Historic district in Virginia, United States

Orange Commercial Historic District is a national historic district located at Orange, Orange County, Virginia. One of Virginia's Main Street communities, it encompasses 61 contributing buildings in the central business district of Orange's county seat.

==History==
While the courthouse maintains records dating back to the county's formation in 1734, almost all the buildings were built after formal incorporation of "Orange Court House" as a town in 1872. The town's name was shortened in 1890.

Especially after the American Civil War, during which many Confederate convalesced in Orange, the town grew as a railroad center. The Orange and Alexandria Railroad (begun in 1850), which connected in Gordonsville, Virginia to a railroad from Charlottesville and Lynchburg into Richmond, for decades was the main transportation link between Washington, D.C. and Richmond. The town experienced a devastating fire on November 8, 1908, which led to an economic decline.
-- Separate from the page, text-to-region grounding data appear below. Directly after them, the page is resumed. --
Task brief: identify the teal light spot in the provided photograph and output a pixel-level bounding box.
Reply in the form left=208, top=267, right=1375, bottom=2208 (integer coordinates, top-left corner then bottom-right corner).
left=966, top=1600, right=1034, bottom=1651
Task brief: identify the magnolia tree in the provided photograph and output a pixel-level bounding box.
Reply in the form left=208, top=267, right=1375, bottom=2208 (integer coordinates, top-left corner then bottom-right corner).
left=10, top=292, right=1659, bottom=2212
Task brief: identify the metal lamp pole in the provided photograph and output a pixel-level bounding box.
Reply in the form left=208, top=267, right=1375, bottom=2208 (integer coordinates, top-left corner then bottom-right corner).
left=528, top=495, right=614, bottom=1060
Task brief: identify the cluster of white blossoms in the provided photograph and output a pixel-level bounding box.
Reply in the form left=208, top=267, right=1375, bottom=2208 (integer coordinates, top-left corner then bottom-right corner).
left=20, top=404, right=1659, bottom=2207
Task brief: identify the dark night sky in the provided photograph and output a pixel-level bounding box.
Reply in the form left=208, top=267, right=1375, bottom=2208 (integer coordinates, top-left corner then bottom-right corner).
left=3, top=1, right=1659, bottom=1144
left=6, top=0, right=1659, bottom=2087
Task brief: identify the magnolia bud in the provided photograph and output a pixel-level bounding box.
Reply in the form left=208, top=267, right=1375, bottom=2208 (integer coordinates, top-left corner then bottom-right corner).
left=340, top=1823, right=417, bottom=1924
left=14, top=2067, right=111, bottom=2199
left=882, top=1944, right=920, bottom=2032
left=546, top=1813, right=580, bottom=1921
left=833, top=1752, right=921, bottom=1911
However, by 1930 the area had adopted to the increasingly popular automobile, with many dealers, related industry and tourism.

The district's 19th- and early 20th-century residential, commercial and institutional buildings show various popular architectural styles, especially the Italianate. Notable buildings include Peliso (c. 1806), Sparks Building (c. 1830), Holladay House (c. 1830), Miles B. Lipscomb Store (1853), Nazareth Baptist Church (1913), Masonic Opera House (1885, 1921–1922), Trinity United Methodist Church (1892), former National Bank of Orange (1892), former Citizens National Bank (1925), Levy's Busy Corner (1908), and the Southern Railway Depot (1908). Located in the district but previously (and separately) listed are the Orange County Courthouse and St. Thomas Church.

It was listed on the National Register of Historic Places in 1999.